Ein vollendeter Mord oder Totschlag kann auch dann vorliegen, wenn der Täter das Opfer mit bedingtem Tötungsvorsatz angreift, später die vermeintliche Leiche beseitigt und erst dadurch den Tod verursacht, ohne jetzt noch an diese Möglichkeit zu denken.

Aktenzeichen & Fundstelle

Az.: BGH 5 StR 77/60

in: BGHSt 14, 193

BeckRS 9998, 116629

 

A. Orientierungs- oder Leitsatz

Ein vollendeter Mord oder Totschlag kann auch dann vorliegen, wenn der Täter das Opfer mit bedingtem Tötungsvorsatz angreift, später die vermeintliche Leiche beseitigt und erst dadurch den Tod verursacht, ohne jetzt noch an diese Möglichkeit zu denken.


B. Sachverhalt (verkürzt)

A stopfte B während eines Wortgefechts mit bedingtem Tötungsvorsatz zwei Hände voll Sand in den Mund, um sie am Schreien zu hindern. B verlor daraufhin das Bewusstsein und blieb regungslos liegen.

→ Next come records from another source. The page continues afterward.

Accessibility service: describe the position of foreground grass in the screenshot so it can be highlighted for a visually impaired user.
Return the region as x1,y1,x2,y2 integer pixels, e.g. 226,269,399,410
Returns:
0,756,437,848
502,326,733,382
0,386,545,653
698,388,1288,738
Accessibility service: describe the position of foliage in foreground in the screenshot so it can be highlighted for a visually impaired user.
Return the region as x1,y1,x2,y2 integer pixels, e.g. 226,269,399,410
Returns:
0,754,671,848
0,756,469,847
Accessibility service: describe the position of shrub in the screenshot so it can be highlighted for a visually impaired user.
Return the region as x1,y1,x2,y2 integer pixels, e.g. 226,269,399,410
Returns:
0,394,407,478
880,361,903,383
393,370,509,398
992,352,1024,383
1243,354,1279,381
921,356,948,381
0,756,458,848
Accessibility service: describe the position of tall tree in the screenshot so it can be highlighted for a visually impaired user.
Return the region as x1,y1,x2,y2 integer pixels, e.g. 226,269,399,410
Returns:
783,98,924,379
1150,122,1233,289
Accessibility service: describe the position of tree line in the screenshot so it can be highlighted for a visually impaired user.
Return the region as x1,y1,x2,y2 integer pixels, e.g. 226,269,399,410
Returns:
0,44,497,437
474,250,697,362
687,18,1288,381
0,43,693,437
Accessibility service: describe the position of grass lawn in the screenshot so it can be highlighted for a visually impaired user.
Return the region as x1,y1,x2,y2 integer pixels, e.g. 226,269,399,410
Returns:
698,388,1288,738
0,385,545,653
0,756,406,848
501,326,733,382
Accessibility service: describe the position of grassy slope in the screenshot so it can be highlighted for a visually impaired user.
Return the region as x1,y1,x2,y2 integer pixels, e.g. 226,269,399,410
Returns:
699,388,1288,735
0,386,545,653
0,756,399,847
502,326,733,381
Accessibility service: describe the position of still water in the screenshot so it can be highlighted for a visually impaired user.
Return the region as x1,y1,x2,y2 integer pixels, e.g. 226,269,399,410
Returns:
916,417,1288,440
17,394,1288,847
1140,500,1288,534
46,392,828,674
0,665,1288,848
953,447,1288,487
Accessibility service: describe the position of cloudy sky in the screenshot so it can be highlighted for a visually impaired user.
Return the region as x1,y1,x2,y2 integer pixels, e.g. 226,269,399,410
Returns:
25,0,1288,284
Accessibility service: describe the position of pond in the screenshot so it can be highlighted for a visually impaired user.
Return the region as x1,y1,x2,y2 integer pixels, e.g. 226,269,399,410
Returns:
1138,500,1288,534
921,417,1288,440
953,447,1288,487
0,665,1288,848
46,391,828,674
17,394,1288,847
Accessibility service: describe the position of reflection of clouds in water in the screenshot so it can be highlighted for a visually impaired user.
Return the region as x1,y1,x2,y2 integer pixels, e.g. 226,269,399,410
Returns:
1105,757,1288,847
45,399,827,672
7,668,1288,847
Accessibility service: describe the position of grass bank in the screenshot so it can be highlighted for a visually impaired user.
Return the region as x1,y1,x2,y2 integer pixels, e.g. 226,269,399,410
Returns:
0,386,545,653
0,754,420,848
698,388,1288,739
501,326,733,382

A war vom Tod der B fest überzeugt und warf die vermeintliche Leiche in eine Jauchegrube, in der B ertrank.

Hat sich A wegen vollendeten Totschlags gem. § 212 Abs. 1 StGB strafbar gemacht?


C. Anmerkungen

Der mittlerweile 60 Jahre zurückliegende Jauchegrubenfall zählt zu den echten Klassikern im Strafrecht. Das Kernproblem liegt darin, dass A fälschlicherweise annimmt, den Erfolg bereits durch die erste Handlung (Stopfen von Sand in den Mund) herbeigeführt zu haben. Daraus resultiert eine Fehlvorstellung bzgl. der Beschaffenheit des Angriffsobjekts der zweiten Handlung (Versenken in der Jauchegrube). A glaubt, einen leblosen Körper zu beseitigen, anstatt eine lebende Person zu töten. Der Erfolg wurde - entgegen der Annahme von A - erst durch die zweite Handlung verwirklicht. A unterliegt somit zwei Irrtümern. Fraglich ist, ob und inwieweit sich die Fehlvorstellung der A auf ihre Strafbarkeit auswirkt.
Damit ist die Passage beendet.